I was researching for an article about image and object recognition, when I stumbled upon an inconsistency. In the Wikipedia article about optical character recognition (OCR) I read:
“In 1914, Emanuel Goldberg developed a machine that read characters and converted them into standard telegraph code.”
A few a few lines further it was stated that the same Emanuel Goldberg developed a machine (called “Statistical Machine”) for searching microfilm archives using an optical code recognition system. Furthermore it was stated that the Statistical Machine got patented in 1931.
Now I wanted to know more about these machines and immediately found lots of information about the Statistical Machine on the web. For instance about it’s intended purpose that was to retrieve accounting and sales statistics, therefore the name (source).
But for the first machine I found absolutely nothing, only dozens of articles with copies of the sentence from Wikipedia. This was strange, why were there no sketches and no technical details available, when it was such a noteworthy invention?
I studied the footnotes.
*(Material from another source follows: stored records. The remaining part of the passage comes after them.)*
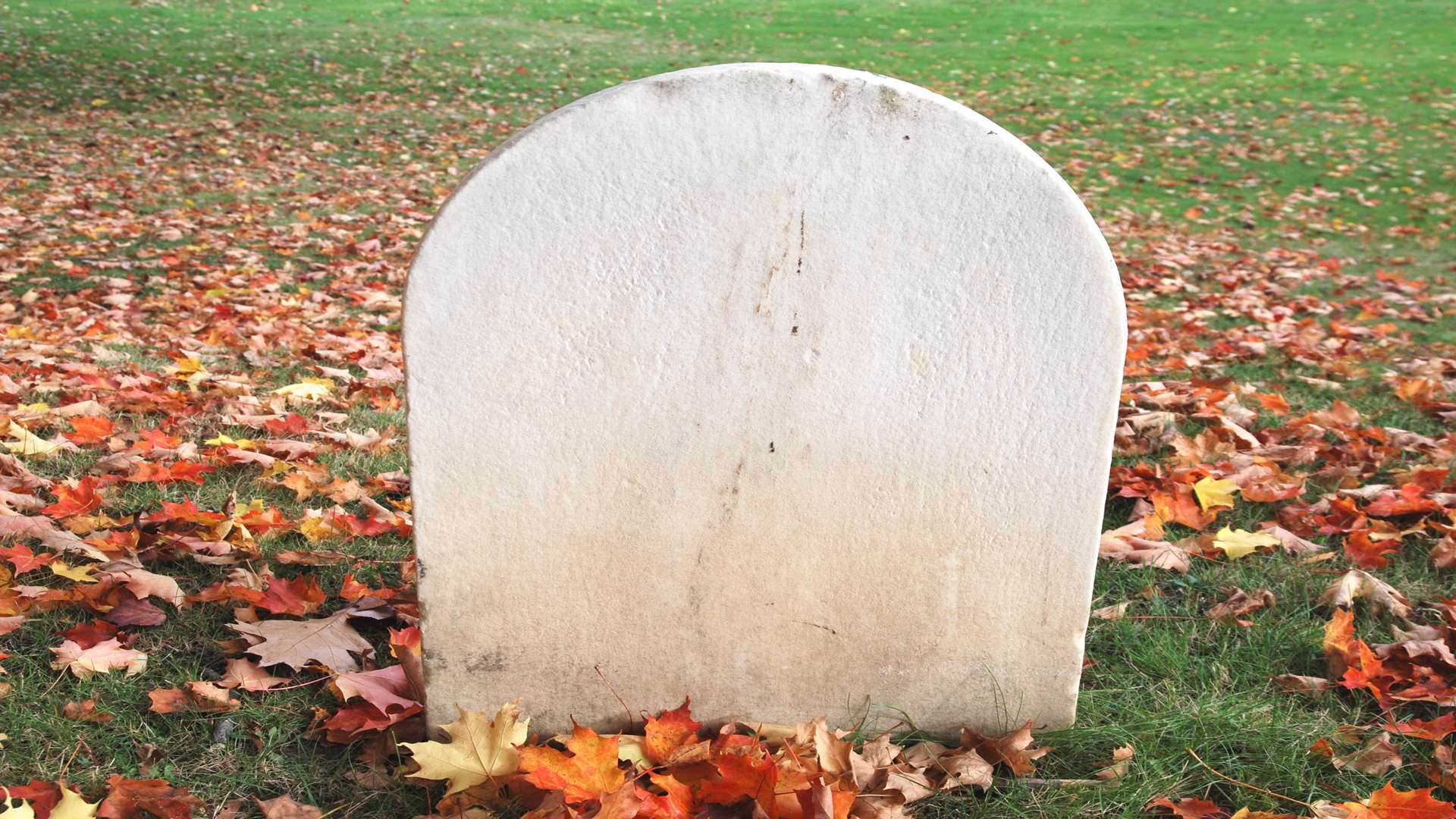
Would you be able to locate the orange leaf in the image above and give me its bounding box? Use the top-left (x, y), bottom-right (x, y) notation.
top-left (521, 717), bottom-right (626, 805)
top-left (644, 697), bottom-right (703, 764)
top-left (699, 754), bottom-right (779, 819)
top-left (1342, 783), bottom-right (1456, 819)
top-left (41, 475), bottom-right (100, 519)
top-left (1385, 711), bottom-right (1456, 742)
top-left (61, 416), bottom-right (117, 444)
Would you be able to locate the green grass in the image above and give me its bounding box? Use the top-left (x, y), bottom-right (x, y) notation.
top-left (0, 0), bottom-right (1456, 819)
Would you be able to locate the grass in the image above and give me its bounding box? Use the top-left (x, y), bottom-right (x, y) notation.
top-left (0, 0), bottom-right (1456, 817)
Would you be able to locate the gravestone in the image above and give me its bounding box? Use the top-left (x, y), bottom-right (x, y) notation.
top-left (403, 64), bottom-right (1125, 733)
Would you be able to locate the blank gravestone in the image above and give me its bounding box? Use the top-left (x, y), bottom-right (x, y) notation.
top-left (405, 64), bottom-right (1125, 733)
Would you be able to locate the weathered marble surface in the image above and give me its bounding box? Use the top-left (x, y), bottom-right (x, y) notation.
top-left (405, 64), bottom-right (1125, 732)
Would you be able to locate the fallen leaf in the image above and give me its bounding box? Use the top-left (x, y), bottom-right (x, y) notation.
top-left (253, 792), bottom-right (323, 819)
top-left (1320, 568), bottom-right (1410, 620)
top-left (231, 612), bottom-right (374, 672)
top-left (1213, 526), bottom-right (1280, 560)
top-left (521, 717), bottom-right (626, 805)
top-left (400, 702), bottom-right (529, 795)
top-left (1192, 476), bottom-right (1239, 512)
top-left (51, 639), bottom-right (147, 679)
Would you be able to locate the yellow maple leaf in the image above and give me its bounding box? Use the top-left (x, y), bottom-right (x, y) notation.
top-left (274, 381), bottom-right (334, 400)
top-left (1213, 526), bottom-right (1279, 560)
top-left (400, 702), bottom-right (530, 795)
top-left (51, 787), bottom-right (100, 819)
top-left (1192, 478), bottom-right (1239, 512)
top-left (0, 786), bottom-right (35, 819)
top-left (206, 433), bottom-right (258, 449)
top-left (51, 560), bottom-right (96, 583)
top-left (0, 421), bottom-right (63, 454)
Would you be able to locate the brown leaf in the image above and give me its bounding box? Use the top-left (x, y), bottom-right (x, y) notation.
top-left (961, 720), bottom-right (1051, 777)
top-left (253, 794), bottom-right (323, 819)
top-left (231, 612), bottom-right (374, 672)
top-left (61, 699), bottom-right (117, 724)
top-left (1320, 568), bottom-right (1410, 620)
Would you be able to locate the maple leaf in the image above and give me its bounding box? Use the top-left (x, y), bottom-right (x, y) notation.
top-left (274, 381), bottom-right (334, 402)
top-left (231, 612), bottom-right (374, 670)
top-left (638, 774), bottom-right (693, 819)
top-left (329, 666), bottom-right (421, 714)
top-left (1345, 529), bottom-right (1401, 568)
top-left (51, 639), bottom-right (147, 679)
top-left (1207, 588), bottom-right (1274, 626)
top-left (41, 475), bottom-right (100, 519)
top-left (1331, 732), bottom-right (1405, 775)
top-left (253, 792), bottom-right (323, 819)
top-left (594, 781), bottom-right (645, 819)
top-left (96, 774), bottom-right (202, 819)
top-left (61, 416), bottom-right (115, 444)
top-left (256, 573), bottom-right (328, 615)
top-left (1385, 711), bottom-right (1456, 742)
top-left (1147, 797), bottom-right (1228, 819)
top-left (1098, 519), bottom-right (1191, 574)
top-left (0, 544), bottom-right (55, 574)
top-left (5, 421), bottom-right (76, 457)
top-left (961, 720), bottom-right (1051, 777)
top-left (699, 754), bottom-right (779, 819)
top-left (147, 682), bottom-right (242, 714)
top-left (1341, 783), bottom-right (1456, 819)
top-left (1320, 568), bottom-right (1410, 620)
top-left (218, 659), bottom-right (288, 691)
top-left (642, 697), bottom-right (703, 764)
top-left (400, 702), bottom-right (529, 795)
top-left (1213, 526), bottom-right (1280, 560)
top-left (1323, 609), bottom-right (1363, 678)
top-left (102, 558), bottom-right (187, 606)
top-left (1192, 476), bottom-right (1239, 512)
top-left (61, 699), bottom-right (117, 726)
top-left (521, 724), bottom-right (626, 805)
top-left (49, 786), bottom-right (100, 819)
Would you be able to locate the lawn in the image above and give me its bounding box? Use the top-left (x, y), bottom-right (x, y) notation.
top-left (0, 0), bottom-right (1456, 817)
In the Wikipedia article the indicated source for the information about the machine of 1914 was:
Dhavale, Sunita Vikrant (2017). Advanced Image-Based Spam Detection and Filtering Techniques. Hershey, PA: IGI Global. p. 91.
I quickly found the passage in the book by Dr. Dhavale and read about the same:
“In 1914, Emanuel Goldberg developed a machine to convert printed characters into standard telegraph code.”
She presented another source for this: Schantz, Herbert F. (1982). The history of OCR, optical character recognition
„Okay, we are getting closer“, I thought. Thanks to ebook lending I was able to look that up promptly. The answer may not surprise you. Herbert F. Schantz states crystal clear that it was Goldberg who invented a machine that reads and converts typed messages to standard telegraph code (Morse code):
One can see that the year for the invention now has changed from 1914 to 1912. – A few lines above Schantz mentions a time window (between 1912 and 1914) to include the invention of the optophone by Edmund Fournier d’Albe:
I assume this is how the year 1914 got into the book of Dhavale. Please also note that the forename is misspelled. His correct name is Emanuel Goldberg.
But what really astonished me, was the notion that the work was done in Chicago. Emanuel Goldberg was Professor at Leipzig (Germany) during that time, why should he work in Chicago?
At this point I already sensed that Schantz’s research for this chapter was deeply flawed. – I decided to consult the only comprehensive biography of Emanuel Goldberg that is available. It was written by Berkeley professor Michael Buckland and published in 2006. The title of the book: Emanuel Goldberg and his Knowledge Machine.
Of course “knowledge machine” refers to Goldberg’s Statistical Machine. (For those who are interested in the operating principles of that machine: the technical details can be found on this page). Anyway. I leafed through the book. It was was arranged more or less chronologically and I found nothing about Goldberg spending time in Chicago or working on a machine that converts characters to Morse code.
I was already in the 1930s and half through the book as Buckland suddenly quotes from this passage of the book of Herbert F. Schantz:
The passage starts with the notion that Goldberg was „already known for the invention of OCR-type telegraphic devices.“ But other than Dr. Dhavale Prof. Buckland realized that Schantz had messed it up. Buckland knew that two inventive Goldbergs existed, both working on optical recognition systems. The famous one is of course Emanuel Goldberg. The almost forgotten one is Hyman Eli Goldberg (also known as Hyman Golber, due to a later change of name).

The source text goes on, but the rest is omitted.